Abstract

Unconventional formations have been actively developed in the US since 2008. However, it is challenging to quantify the impact of technological advancement and geology on production. In addition, the economics of unconventionals is not well-understood. In this paper, we studied five major unconventional formations in the US: the Bakken, Eagleford, Haynesville, Marcellus, and Wolfcamp formations. We used historical data to quantify the impact of technological and geological variations on production. To accomplish this, we identified four phases of unconventional development over the past 12 years during which drilling and completion technology, initial investment, and commodity prices were similar: Phases 1–4. Using statistical analysis, we compared well performance of each phase. Then, we generated type curves for each phase for economic studies.
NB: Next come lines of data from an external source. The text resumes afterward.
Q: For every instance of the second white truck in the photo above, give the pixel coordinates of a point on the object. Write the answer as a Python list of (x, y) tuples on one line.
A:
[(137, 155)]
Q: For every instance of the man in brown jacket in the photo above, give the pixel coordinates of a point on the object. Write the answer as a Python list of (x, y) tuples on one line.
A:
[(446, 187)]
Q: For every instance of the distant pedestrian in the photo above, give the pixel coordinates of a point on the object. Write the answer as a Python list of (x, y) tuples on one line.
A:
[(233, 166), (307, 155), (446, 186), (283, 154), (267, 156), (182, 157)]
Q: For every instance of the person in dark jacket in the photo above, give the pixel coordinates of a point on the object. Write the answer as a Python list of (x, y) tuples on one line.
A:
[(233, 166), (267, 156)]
Initial analysis shows that between January 2008 and December 2019, 60,611 horizontal wells were completed in these formations, producing about 8.185 billion barrels of oil, 90 trillion cubic feet of gas, and generating an estimated $816 billion in gross revenue. For the statistical analysis, the level of uncertainty ( $${P}_{10}/{P}_{90}$$ ratio) reduced from Phase 1 to Phase 4 across all formations, suggesting consistent improvements in well productivity over time while county-level analysis shows spatial disparity in well performance. We infer that technology drives temporal changes while geology drives spatial differences in well performance. From economic analysis, Phase 4 type wells had the best production performance, partly, due to improved drilling and completion efficiency. It was also because operators targeted their best acreage to maximize their asset’s potential.